Larga distancia

Recuerdos del fin abrupto de una adolescencia

 

Por estos días se cumplieron cuarenta años desde que murió mi segunda novia. Se llamaba Chris Simonson. Cuando la conocí, ella tenía dieciséis años y jugaba de segunda base en el equipo de softball de Nordhoff High, la secundaria estatal de Ojai, una ciudad turística pequeña del sur de California en la que viví un año, a fines de los '70, becado por el American Field Service. Según el Atlas McNally, 9.610 kilómetros separan el Rosario de Santa Fe del Ojai de California, pero en 1977 esa distancia se medía en años luz.

El reglamento de AFS amenazaba con el exilio inmediato al que violara alguna de sus dos prohibiciones cardinales: no consumir drogas y no manejar. La primera se podía suplir con actitud y vestuario; la segunda me condenaba al ostracismo social a bordo de mi bicicleta Schwinn de tres cambios, por más que había aprendido a manejarla sin manos los cinco kilómetros que recorría todas las mañanas desde la casa de la familia que me hospedaba hasta el estacionamiento del colegio, donde la encadenaba al lado de los Camaros convertibles y los escarabajos Wolkswagen fileteados de los demás alumnos. Mover de acá para allá las piezas en el segundo tablero del equipo de ajedrez del colegio y levantar la mano cada vez que Miss DeWitt, la profesora de literatura americana I, preguntaba sobre la teoría del iceberg en Adios a las armas, no eran destrezas aptas para compensar la condena al pedaleo.

La que me rescató fue Chris, que no podía ser más cool con su Mustang '71 color chocolate, sus Levis rotos en las rodillas y su cama de agua en la que, naturalmente, jamás logré hacer pie. Vivía en una granja desvencijada al final de North Creek Road y los domingos a la tarde entraban por la ventana de su dormitorio el rumor del arroyo que daba nombre a la calle y el zumbido de las herramientas eléctricas con las que sus hermanos mayores, dos tipos rudos que trabajaban en los pozos petroleros, preparaban motos de competición. Nos besamos por primera vez la medianoche del 31 de diciembre, nos emborrachamos con Budweiser, fuimos a ver Annie Hall y nos gustó, almorzamos sándwiches tostados de queso con chocolatada en la cafetería del colegio, intenté cambiar su forma de ser, cortamos, filmamos en súper 8 la película El estrangulador de Nordhoff High en la que ella actuaba de primera víctima del estrangulador y yo, además de dirigir, actuaba de las manos del estrangulador, nos besamos de nuevo, la acepté como era, nos arreglamos ("going steady" lo llamaban allá), le escribí a los amigos anunciando que me había enamorado.

 

 

El tiempo pasó. En julio del '78 terminó la beca y tuve que volver a Rosario. Nos mandamos muchas cartas, nos extrañamos, intercambiamos las declaraciones y juramentos que son de estilo en esos casos.
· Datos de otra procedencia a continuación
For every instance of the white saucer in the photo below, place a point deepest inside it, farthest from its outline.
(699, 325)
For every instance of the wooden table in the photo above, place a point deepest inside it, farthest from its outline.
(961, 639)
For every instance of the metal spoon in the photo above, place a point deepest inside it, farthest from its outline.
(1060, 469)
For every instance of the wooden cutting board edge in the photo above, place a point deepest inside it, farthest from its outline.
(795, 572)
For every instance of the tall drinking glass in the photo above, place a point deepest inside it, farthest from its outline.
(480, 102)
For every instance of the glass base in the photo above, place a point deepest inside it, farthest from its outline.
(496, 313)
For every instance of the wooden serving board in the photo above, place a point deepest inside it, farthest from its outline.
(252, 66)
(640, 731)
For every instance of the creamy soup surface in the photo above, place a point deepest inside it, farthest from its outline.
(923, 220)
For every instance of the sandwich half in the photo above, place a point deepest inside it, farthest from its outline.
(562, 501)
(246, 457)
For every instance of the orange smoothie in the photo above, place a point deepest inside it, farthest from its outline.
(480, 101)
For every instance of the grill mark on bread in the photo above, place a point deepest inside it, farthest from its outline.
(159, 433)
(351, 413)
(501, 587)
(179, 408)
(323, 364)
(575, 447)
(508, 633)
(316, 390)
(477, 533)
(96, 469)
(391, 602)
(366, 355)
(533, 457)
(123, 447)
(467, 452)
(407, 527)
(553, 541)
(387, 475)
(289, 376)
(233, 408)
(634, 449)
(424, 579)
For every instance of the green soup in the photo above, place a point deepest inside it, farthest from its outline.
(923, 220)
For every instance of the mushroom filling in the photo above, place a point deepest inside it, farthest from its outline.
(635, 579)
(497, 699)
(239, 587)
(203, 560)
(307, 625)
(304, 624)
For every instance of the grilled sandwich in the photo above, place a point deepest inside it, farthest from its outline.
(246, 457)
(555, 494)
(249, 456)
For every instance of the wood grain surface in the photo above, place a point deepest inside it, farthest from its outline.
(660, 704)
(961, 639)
A fines de diciembre se tomó un vuelo de PanAm y vino a visitarme. No hablaba palabra de castellano. Le regalé una vaca de peluche a la que bautizó "Catamarca Córdoba Dorrego", para ayudarse a recordar las calles que le gustaba caminar desde mi casa hasta la de mi amigo Martín. Fue la primera mujer con la que me acosté sin pagar, fue la primera mujer con la que hice la mayoría de las cosas que, en las décadas que siguieron, he repetido innumerables veces con otras mujeres y que, de tanto en tanto, me devuelven su recuerdo. Cuando nos despedimos en Ezeiza en los primeros días de enero, hasta besé la vaca. Yo ya tenía 18 años. Chris había cumplido los 17 en noviembre.

Decidí postergar el ingreso a Derecho. Mudarme a California. Aceptar un trabajo en Ojai cuidando casas de profesores de vacaciones. Estudiar cine en la universidad de Ventura. Cambiar de vida.

En mayo del ‘79 viajé a Buenos Aires para tramitar pasaporte y visa. Allí estaba cuando sonó el teléfono en la casa de mis abuelos porteños y era mi mamá, que llamaba desde Rosario para avisarme que me había llegado un telegrama. Raro. Le pedí que me lo leyera. Decía: Chris has passed away. Please call. No entendí esa variación formal. “¿Chris avisa que se mudó?”, pensé. Le pedí a mi mamá que lo leyera de nuevo. Antes de que terminara de hacerlo ya había entendido. Logré comunicarme larga distancia a través de la operadora de Entel (“es una emergencia familiar”). La madre me contó que Chris se había ofrecido a alcanzar a un sobrino hasta la casa en una de las motos de los hermanos, que había llovido toda la mañana y el asfalto de North Creek Road, un camino de dos manos que serpenteaba a la sombra de robles y árboles frutales, no había terminado de secarse, que Chris había intentado pasar un auto y que el auto había resbalado en el camino mojado, que el sobrino se había quebrado un brazo pero estaba bien, que había sido todo muy rápido y Chris no había sufrido, que la habían enterrado el día anterior junto con dos de mis cartas sin abrir. Los ’70 no habían terminado todavía, pero para mí sí.